A commandline interface for switching between different tuning profiles available in supported Linux distributions. The distribution provided profiles are located in /usr/lib/tuned and the user defined profiles in /etc/tuned. To set a profile, one can issue the command "tuned-adm profile (profile_name)".
Below are details about some relevant profiles:

throughput-performance: For typical throughput performance tuning. Disables power saving mechanisms and enables sysctl settings that improve the throughput performance of disk and network I/O. CPU governor is set to performance and CPU energy performance bias is set to performance. Disk readahead values are increased.
latency-performance: For low latency performance tuning. Disables power saving mechanisms. CPU governor is set to performance and locked to the low C states. CPU energy performance bias to performance.
balanced: Default profile provides balanced power saving and performance. It enables CPU and disk plugins of tuned and makes the conservative governor is active and also sets the CPU energy performance bias to normal. It also enables power saving on audio and graphics card.
powersave: Maximal power saving for whole system. It sets the CPU governor to ondemand governor and energy performance bias to powersave. It also enable power saving on USB, SATA, audio and graphics card.

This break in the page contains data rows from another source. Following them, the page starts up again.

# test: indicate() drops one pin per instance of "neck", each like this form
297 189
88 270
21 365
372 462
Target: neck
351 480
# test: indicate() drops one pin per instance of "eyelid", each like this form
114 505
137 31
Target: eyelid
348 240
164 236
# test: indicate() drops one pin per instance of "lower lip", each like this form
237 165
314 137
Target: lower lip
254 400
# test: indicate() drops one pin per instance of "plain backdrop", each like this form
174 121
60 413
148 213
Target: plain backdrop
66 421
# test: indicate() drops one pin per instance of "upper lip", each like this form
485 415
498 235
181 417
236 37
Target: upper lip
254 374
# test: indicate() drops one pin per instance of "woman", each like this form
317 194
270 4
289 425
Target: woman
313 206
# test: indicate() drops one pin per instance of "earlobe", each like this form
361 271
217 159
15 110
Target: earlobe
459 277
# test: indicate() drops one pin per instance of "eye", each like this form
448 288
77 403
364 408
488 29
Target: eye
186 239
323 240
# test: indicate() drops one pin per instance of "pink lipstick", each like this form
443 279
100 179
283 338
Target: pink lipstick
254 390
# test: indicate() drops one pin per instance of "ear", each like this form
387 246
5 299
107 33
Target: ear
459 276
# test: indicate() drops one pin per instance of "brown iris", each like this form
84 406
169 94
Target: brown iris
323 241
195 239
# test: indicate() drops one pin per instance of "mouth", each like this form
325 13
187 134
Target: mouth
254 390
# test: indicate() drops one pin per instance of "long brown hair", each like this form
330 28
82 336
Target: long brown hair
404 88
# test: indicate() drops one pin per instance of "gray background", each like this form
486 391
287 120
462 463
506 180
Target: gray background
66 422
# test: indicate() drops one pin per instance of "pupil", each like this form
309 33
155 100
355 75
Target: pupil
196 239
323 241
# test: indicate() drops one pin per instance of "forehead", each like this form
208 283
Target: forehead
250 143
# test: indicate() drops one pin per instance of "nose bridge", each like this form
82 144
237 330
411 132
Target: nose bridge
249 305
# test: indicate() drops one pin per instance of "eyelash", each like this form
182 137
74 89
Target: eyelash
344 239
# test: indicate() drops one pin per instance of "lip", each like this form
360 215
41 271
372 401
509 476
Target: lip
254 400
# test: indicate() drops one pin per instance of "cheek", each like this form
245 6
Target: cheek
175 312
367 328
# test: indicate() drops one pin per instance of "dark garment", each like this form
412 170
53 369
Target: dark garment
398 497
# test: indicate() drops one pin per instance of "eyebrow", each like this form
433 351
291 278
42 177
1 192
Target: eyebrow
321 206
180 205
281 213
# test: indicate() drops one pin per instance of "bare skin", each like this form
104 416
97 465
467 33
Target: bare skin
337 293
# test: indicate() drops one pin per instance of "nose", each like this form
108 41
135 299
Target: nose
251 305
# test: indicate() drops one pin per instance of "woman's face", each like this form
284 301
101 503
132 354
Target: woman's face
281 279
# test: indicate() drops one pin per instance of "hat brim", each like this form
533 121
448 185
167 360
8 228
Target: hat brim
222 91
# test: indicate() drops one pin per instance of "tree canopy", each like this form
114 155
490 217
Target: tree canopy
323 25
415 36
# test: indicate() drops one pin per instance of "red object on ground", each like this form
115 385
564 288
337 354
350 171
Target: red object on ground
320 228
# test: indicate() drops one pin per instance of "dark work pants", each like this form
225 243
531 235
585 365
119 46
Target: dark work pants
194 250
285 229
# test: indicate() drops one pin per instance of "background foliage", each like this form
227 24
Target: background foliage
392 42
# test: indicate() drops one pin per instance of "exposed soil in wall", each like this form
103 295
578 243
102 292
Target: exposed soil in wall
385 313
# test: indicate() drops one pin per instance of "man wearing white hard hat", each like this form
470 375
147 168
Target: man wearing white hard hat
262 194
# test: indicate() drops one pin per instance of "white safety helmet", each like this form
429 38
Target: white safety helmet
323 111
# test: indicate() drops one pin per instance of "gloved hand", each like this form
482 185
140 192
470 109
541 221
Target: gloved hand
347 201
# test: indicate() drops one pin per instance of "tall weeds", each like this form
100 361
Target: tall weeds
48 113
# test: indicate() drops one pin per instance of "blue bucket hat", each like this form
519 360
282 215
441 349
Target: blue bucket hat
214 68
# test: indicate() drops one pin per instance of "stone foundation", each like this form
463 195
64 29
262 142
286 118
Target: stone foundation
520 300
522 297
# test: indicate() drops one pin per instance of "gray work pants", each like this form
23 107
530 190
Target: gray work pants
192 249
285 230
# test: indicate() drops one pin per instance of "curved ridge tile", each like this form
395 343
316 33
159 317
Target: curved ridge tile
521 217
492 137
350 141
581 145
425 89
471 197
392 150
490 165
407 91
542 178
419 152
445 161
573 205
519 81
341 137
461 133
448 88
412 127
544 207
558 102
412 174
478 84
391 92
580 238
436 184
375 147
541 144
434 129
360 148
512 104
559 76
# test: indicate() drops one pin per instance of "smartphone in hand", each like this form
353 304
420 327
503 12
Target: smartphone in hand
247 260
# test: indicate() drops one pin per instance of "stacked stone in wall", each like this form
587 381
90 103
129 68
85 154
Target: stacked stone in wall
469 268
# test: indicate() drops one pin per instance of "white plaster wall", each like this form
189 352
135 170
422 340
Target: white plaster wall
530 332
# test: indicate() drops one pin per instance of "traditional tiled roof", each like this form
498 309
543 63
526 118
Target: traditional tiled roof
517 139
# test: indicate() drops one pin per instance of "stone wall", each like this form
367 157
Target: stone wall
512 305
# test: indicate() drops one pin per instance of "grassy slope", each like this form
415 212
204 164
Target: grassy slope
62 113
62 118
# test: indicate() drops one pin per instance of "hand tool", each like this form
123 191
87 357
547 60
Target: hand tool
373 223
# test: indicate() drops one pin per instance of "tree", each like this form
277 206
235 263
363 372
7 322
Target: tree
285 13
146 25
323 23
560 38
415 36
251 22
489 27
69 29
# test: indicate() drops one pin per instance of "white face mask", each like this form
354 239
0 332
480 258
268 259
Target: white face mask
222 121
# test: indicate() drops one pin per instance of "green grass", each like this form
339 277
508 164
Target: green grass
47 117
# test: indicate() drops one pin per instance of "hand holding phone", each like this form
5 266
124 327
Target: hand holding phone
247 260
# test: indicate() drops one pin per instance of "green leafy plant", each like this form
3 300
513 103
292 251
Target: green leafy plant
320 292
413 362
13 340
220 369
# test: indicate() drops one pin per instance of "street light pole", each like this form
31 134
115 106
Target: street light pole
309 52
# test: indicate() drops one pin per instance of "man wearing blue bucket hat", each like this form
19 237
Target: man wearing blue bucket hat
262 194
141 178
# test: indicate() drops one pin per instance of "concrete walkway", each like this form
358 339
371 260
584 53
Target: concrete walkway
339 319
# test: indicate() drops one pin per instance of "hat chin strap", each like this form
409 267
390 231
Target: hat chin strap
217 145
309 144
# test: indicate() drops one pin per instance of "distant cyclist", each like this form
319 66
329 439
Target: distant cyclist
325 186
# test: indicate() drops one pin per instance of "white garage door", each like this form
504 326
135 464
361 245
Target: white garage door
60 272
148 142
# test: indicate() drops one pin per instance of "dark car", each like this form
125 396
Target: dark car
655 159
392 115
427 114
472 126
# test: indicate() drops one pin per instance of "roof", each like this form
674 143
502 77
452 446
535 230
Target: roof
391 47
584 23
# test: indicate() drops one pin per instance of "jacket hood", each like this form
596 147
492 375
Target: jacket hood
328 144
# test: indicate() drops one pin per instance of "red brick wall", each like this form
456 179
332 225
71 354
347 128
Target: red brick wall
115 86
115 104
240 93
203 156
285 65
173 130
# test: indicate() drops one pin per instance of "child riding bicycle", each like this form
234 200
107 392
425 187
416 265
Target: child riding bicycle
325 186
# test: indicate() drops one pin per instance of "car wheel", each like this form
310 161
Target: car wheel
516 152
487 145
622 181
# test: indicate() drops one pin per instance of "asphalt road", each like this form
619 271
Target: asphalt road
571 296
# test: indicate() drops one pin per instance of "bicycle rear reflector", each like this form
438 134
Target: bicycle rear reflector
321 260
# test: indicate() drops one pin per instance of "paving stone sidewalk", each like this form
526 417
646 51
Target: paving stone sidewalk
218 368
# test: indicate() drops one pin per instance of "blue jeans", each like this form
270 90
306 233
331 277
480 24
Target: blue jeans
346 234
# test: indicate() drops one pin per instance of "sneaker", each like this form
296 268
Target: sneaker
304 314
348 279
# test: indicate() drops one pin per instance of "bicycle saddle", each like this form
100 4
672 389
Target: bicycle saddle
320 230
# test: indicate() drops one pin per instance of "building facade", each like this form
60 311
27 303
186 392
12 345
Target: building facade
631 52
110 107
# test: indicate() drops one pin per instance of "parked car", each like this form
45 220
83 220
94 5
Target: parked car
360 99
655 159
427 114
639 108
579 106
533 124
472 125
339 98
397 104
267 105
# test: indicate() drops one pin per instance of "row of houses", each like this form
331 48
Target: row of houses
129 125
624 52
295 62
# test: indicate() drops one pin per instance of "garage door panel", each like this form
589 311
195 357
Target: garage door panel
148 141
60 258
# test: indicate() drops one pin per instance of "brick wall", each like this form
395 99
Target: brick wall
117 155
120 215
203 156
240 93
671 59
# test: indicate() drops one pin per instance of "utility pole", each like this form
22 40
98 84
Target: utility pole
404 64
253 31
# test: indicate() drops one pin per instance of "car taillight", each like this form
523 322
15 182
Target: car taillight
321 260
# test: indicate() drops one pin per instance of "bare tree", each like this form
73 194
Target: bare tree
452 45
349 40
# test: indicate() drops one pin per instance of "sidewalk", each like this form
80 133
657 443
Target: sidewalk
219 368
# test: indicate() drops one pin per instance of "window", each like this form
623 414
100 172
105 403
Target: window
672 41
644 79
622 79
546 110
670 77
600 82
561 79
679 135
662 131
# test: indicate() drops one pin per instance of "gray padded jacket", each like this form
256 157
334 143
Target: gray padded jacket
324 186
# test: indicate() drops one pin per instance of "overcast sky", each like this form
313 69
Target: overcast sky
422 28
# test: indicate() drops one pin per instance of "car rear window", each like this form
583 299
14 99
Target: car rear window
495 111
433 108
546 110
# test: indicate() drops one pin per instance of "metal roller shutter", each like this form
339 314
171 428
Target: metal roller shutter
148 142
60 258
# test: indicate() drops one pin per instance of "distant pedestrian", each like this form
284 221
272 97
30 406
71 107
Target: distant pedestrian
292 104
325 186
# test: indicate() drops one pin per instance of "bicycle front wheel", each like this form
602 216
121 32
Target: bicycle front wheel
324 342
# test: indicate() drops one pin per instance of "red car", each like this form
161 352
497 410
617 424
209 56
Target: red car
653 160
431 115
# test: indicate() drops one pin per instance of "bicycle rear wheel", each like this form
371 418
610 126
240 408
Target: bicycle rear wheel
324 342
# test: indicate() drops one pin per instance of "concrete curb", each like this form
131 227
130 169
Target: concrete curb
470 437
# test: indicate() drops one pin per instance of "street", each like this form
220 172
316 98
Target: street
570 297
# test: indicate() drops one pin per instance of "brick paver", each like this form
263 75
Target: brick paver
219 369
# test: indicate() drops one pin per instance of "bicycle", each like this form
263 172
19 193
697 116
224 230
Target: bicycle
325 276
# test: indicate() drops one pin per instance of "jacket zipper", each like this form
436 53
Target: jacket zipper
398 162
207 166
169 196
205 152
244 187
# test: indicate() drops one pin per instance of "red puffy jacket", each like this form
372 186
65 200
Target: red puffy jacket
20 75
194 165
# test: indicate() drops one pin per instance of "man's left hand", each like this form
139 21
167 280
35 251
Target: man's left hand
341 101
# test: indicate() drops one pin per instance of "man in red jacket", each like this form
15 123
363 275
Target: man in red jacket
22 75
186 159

Firmware / BIOS / Microcode Settings

ANC mode:

Ampere NUMA Control (ANC) specifies the number of desired NUMA (Non-Uniform Memory Access) nodes per chip:

monolithic: Each physical processor chip is a NUMA node (default)
hemisphere: Each physical processor chip is two NUMA nodes
quadrant: Each physical processor chip is four NUMA nodes

Dividing the chip into separate nodes (hemisphere or quadrant) may improve latency to the last level cache and main memory, which may benefit overall performance for NUMA-aware operating systems and workloads.

Enable ACPI Auto Configuration:

Automatically configure ACPI releated settings with CPPC and LPI enabled.

Enabled: Automatically configure ACPI releated settings. (default)
Disabled: Disable ACPI auto configuration and allow user to manually change CPPC and LPI settings.

Enable CPPC:

CPPC (Collaborative Processor Performance Control) defined in the ACPI spec describes a mechanism for the OS to manage the performance of a logical processor on a contiguous and abstract performance scale. CPPC exposes a set of registers to describe abstract performance scale, to request performance levels and to measure per-cpu delivered performance.

Enabled: Enable firmware to communicate with the OS using CPPC.(default)
Disabled: Disable firmware to communicate with the OS using CPPC.

Enable LPI:

LPI (Low Power Idle) make the system remains partially running. In low power idle mode, the system can stay up-to-date whenever a suitable network is available and also wake when real-time action is required.

Enabled: Enable the system to enter Low Power Idle (LPI) mode. (default)
Disabled: Disable Low Power Idle (LPI) mode.